Common stock, no par value

 

OESX

 

The NASDAQ Stock Market LLC

Indicate by check mark whether the registrant is an emerging growth company as defined in Rule 405 of the Securities Act of 1933 (§ 230.405 of this chapter) or Rule 12b-2 of the Securities Exchange Act of 1934 (§ 240.12b-2 of this chapter).

Emerging growth company

If an emerging growth company, indicate by check mark if the registrant has elected not to use the extended transition period for complying with any new or revised financial accounting standards provided pursuant to Section 13(a) of the Exchange Act.

 

 


Item 1.01 Entry into a Material Definitive Agreement.

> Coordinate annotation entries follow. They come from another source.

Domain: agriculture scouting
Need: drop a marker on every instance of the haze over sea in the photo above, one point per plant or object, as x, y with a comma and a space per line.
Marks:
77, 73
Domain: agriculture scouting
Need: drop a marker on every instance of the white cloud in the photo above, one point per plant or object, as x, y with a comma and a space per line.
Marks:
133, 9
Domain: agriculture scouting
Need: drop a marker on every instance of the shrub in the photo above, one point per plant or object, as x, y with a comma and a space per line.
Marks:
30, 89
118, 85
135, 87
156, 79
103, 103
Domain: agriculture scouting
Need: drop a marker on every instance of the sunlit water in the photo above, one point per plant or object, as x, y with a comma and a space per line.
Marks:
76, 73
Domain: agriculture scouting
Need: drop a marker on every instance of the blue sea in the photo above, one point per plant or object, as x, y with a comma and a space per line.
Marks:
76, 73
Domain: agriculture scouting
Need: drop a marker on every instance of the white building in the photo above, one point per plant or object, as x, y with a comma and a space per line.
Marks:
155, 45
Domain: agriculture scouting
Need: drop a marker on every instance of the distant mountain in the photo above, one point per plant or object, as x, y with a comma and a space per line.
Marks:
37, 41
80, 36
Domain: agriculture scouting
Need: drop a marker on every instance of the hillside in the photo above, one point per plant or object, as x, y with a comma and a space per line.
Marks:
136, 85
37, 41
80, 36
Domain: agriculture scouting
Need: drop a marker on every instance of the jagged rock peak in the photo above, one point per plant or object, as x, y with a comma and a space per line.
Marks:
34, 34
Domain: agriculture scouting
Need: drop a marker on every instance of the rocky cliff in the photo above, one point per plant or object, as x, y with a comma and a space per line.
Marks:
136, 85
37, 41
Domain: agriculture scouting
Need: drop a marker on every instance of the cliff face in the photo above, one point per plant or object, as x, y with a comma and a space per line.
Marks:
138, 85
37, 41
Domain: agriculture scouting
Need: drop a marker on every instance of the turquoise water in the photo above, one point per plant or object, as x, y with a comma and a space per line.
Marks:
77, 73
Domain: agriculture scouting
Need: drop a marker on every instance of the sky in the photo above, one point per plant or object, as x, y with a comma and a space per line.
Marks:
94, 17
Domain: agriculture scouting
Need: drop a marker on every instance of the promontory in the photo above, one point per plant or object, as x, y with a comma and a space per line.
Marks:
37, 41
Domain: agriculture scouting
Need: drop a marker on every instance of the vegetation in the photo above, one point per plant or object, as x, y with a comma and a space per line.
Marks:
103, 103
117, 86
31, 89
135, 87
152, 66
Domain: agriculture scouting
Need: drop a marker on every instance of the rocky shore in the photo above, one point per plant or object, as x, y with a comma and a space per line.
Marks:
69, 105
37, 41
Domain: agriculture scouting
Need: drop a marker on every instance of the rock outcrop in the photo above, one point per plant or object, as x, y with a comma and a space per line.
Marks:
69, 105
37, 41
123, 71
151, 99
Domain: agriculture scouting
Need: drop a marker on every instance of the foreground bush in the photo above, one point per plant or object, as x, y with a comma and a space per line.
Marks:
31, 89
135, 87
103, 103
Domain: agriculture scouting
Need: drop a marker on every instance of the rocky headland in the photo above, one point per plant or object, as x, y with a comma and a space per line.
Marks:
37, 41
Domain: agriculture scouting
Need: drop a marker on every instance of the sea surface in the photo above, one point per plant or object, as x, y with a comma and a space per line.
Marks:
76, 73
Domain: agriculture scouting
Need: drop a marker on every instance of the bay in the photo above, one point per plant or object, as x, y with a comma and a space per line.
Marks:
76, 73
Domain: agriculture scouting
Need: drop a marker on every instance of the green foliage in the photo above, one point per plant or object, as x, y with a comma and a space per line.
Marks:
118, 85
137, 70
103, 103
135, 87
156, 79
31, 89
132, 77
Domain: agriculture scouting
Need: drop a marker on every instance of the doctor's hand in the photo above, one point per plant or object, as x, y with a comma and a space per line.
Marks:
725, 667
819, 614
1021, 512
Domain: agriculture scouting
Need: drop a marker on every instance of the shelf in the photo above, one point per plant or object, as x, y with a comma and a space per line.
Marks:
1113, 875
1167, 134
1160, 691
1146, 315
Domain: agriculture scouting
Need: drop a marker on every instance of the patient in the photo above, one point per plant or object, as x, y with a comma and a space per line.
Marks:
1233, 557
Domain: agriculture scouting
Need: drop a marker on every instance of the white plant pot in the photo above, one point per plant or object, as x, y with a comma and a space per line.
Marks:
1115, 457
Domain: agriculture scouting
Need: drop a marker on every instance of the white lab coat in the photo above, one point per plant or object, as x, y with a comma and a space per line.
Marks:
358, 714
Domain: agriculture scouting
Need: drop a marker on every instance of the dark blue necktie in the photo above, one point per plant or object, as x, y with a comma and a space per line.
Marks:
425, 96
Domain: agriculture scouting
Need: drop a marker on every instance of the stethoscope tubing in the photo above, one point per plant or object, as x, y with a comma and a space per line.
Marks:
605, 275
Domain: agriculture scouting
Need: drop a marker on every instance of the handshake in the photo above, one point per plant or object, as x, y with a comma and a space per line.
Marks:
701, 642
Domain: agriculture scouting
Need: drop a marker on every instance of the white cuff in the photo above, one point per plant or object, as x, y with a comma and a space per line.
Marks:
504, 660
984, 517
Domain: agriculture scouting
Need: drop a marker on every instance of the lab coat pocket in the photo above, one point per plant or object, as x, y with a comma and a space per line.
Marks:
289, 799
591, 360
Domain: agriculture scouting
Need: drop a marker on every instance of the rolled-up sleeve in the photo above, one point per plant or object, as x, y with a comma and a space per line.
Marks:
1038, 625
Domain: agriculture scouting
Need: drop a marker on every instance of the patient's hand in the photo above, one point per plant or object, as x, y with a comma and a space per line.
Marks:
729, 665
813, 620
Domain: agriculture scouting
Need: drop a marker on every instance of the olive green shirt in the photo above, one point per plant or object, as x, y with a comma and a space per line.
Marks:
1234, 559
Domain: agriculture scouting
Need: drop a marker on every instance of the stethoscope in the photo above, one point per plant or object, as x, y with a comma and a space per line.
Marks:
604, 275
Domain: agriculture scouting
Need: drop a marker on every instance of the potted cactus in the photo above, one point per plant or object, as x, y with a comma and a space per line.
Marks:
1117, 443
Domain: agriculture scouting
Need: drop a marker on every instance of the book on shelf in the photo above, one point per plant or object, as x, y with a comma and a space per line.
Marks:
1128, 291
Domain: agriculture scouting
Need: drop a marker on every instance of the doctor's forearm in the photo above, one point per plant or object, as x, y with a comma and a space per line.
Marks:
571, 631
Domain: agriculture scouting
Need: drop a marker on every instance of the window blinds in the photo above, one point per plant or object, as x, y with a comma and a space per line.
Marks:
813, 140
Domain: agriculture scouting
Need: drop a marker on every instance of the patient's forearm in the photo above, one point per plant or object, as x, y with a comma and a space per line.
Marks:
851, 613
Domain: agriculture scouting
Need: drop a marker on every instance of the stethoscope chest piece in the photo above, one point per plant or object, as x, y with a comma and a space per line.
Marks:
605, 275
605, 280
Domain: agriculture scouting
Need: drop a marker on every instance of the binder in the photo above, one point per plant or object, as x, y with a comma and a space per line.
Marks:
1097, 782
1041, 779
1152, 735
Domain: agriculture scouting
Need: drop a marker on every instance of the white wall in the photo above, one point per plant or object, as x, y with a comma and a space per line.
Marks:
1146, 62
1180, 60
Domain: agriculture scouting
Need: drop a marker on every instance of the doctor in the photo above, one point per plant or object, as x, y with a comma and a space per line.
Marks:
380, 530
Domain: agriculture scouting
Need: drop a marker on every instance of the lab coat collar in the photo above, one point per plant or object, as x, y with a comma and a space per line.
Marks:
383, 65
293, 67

On January 3, 2023, Orion Energy Systems, Inc. (the “Company”), entered into a cooperation agreement (the “Agreement”) with Kanen Wealth Management, LLC and certain of its affiliates (collectively, “Kanen”). Kanen beneficially owns approximately 5.3% of the Company’s outstanding common stock. Pursuant to the Agreement, the Board of Directors of the Company (the “Board”) agreed, among other things, to appoint Charles McDulin as a Class II director of the Company, with a scheduled regular term to expire at the Company’s 2024 annual meeting of shareholders (the “2024 Annual Meeting”).
 

Under the terms of the Agreement, Kanen has agreed to abide by customary standstill restrictions until fifteen (15) days prior to the deadline for submission of a notice of shareholder nomination of individuals for election as directors of the Company at the 2024 Annual Meeting (the “Standstill Period”); provided that if the Board offers to nominate Mr. McDulin for election to the Board at the 2024 Annual Meeting and Mr. McDulin agrees to stand for election to the Board at the 2024 Annual Meeting, then the Standstill Period will be automatically extended for such period as Mr. McDulin remains on the Board. Pursuant to the Agreement, Mr. McDulin has delivered to the Company an irrevocable advance resignation letter, tendering his resignation from the Board upon the occurrence of certain events specified in such resignation letter (which resignation may be accepted by the Board in its sole discretion), and a written acknowledgement of foregoing $25,000 in cash compensation from the Company for his first year serving as an independent director of the Company. Other than Mr. McDulin’s foregoing of $25,000 in cash, he will otherwise receive compensation for his service as a director in the same manner as the Board’s other independent directors.
 

The parties also agreed to customary mutual non-disparagement obligations, and the Company agreed to reimburse Kanen for its reasonable, documented out-of-pocket fees and expenses (including legal expenses) incurred in connection with the negotiation and execution of the Agreement, up to a cap of $25,000 in the aggregate.
 

The foregoing description does not purport to be complete and is qualified in its entirety by reference to the Agreement, a copy of which is attached hereto as Exhibit 10.1 to this Current Report on Form 8-K and is incorporated herein by reference.
 

Item 5.02 Departure of Directors or Certain Officers; Election of Directors; Appointment of Certain Officers; Compensatory Arrangements of Certain Officers.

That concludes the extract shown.